Tumors induce gene-expression changes in the hippocampus, according to PNAS study.

Investigators at the University of Chicago have used an animal model to biologically link tumors and negative mood changes such as depression. The team determined that substances associated with depression are produced in increased quantities by tumors and are transmitted to the brain.

The research, documented in the article “Peripheral Tumors Induce Depressive-like Behaviors and Cytokine Production and Alter Hypothalamic-Pituitary-Andrenal Axis Regulation” that appears in the current issue of the Proceedings of the National Academy of Sciences, further showed that tumors affect changes in gene expression in the hippocampus, the portion of the brain that regulates emotion. Pathways that normally moderate the impact of depression-causing substances are disrupted when a tumor develops.
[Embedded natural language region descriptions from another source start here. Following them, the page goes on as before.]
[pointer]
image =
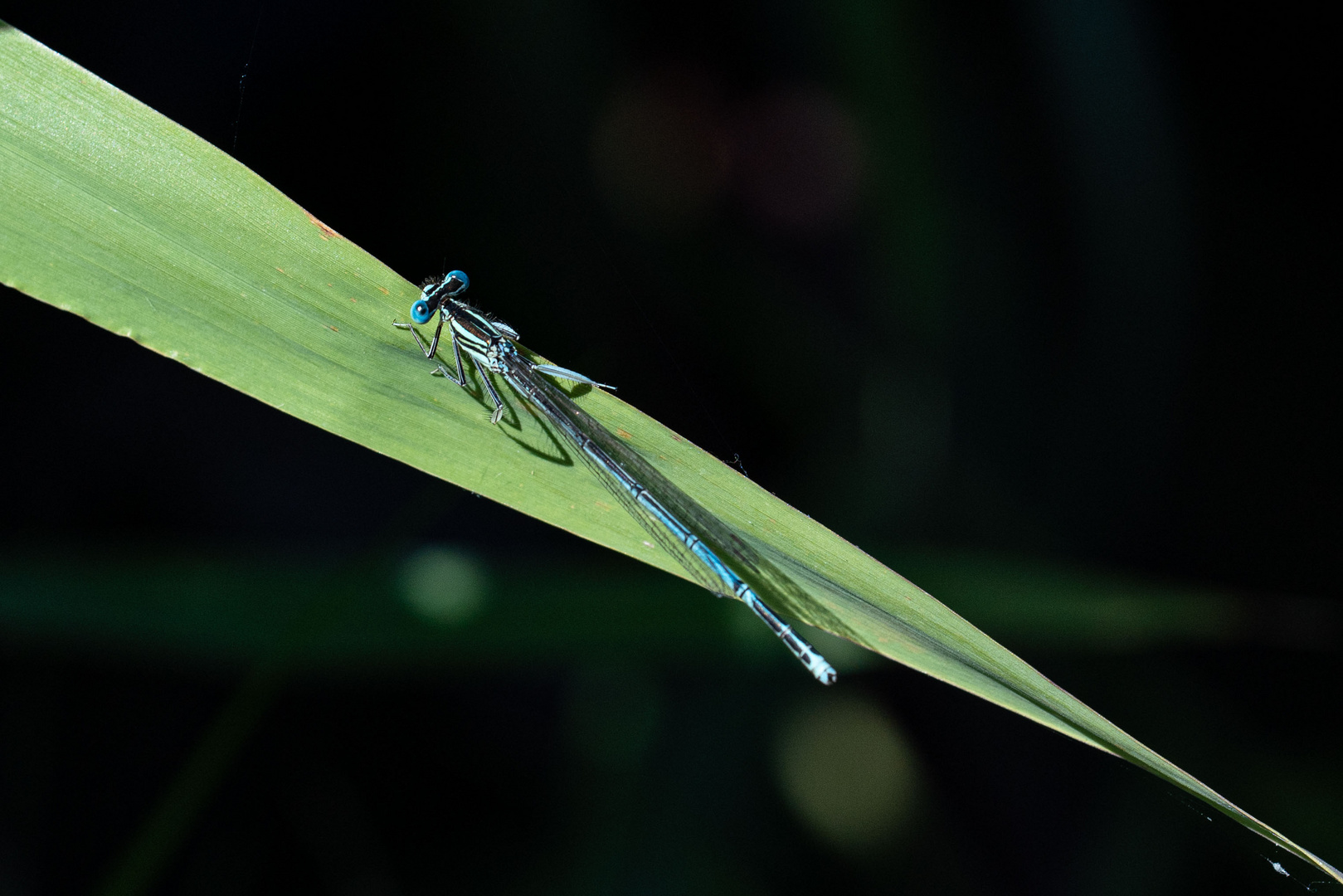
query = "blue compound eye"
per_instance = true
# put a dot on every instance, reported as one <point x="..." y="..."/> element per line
<point x="460" y="277"/>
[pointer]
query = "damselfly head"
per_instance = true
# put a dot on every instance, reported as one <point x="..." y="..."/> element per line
<point x="457" y="282"/>
<point x="422" y="310"/>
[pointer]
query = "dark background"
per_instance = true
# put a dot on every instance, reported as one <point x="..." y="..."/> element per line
<point x="1029" y="281"/>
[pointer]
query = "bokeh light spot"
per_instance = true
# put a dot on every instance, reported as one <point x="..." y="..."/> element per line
<point x="848" y="772"/>
<point x="444" y="585"/>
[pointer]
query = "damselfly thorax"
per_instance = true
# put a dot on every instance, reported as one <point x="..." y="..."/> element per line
<point x="683" y="527"/>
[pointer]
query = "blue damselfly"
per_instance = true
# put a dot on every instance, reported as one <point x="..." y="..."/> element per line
<point x="689" y="533"/>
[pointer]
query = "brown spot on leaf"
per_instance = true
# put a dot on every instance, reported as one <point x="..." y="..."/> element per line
<point x="324" y="231"/>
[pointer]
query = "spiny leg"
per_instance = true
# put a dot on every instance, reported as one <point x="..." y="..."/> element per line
<point x="433" y="345"/>
<point x="499" y="405"/>
<point x="461" y="375"/>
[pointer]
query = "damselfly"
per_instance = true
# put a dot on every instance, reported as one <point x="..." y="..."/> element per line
<point x="677" y="522"/>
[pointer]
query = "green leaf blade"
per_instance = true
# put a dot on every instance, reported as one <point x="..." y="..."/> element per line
<point x="113" y="212"/>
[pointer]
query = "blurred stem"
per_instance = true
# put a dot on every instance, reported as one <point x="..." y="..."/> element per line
<point x="167" y="826"/>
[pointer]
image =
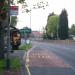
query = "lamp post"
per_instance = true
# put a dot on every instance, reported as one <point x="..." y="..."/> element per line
<point x="8" y="39"/>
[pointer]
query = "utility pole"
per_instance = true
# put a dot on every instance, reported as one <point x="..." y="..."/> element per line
<point x="57" y="33"/>
<point x="8" y="39"/>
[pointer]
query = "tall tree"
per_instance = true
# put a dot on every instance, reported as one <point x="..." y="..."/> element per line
<point x="72" y="30"/>
<point x="13" y="21"/>
<point x="52" y="24"/>
<point x="3" y="16"/>
<point x="63" y="25"/>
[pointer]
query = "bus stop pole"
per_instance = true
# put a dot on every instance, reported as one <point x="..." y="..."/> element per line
<point x="8" y="39"/>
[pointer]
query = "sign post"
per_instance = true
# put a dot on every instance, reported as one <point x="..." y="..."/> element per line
<point x="13" y="10"/>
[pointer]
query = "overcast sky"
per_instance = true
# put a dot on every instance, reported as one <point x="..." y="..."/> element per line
<point x="39" y="16"/>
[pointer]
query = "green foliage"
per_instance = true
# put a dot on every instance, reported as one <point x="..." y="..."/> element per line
<point x="72" y="30"/>
<point x="14" y="63"/>
<point x="25" y="47"/>
<point x="63" y="25"/>
<point x="25" y="32"/>
<point x="13" y="21"/>
<point x="52" y="24"/>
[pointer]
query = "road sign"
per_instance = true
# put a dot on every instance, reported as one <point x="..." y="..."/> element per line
<point x="14" y="10"/>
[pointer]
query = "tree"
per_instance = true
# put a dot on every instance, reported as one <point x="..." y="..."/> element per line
<point x="72" y="30"/>
<point x="52" y="24"/>
<point x="3" y="16"/>
<point x="25" y="32"/>
<point x="13" y="21"/>
<point x="63" y="25"/>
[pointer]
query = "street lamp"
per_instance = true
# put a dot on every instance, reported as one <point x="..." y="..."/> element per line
<point x="8" y="39"/>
“Our research shows that two types of tumor-induced molecules, one secreted by the immune system and another by the stress axis, may be responsible,” says Leah Pyter, a postdoctoral fellow and lead author of the paper. “Both of these substances have been implicated in depression, but neither has been examined over time frames and magnitudes that are characteristic of chronic diseases such as cancer.”

The team conducted a series of tests on approximately 100 rats, some of whom had cancer, to determine their behavioral responses in tests of emotional state, that are commonly used in testing antidepressants. They found that the rats with tumors became less motivated to escape when submitted to a swimming test, a condition that is similar to depression in humans. The rats with tumors also were less eager to drink sugar water, a substance that usually attracts healthy rats.

Further tests revealed that the rats with tumors had increased levels of cytokines in their blood and in the hippocampus when compared with healthy rats. An increase in cytokines has been linked to depression. The investigators found that stress-hormone production was altered in rats with tumors as well. They also noticed that the rats with tumors had dampened production of the stress hormone corticosterone, which helps regulate the impact of cytokines. Reducing its production increases the impact of cytokines.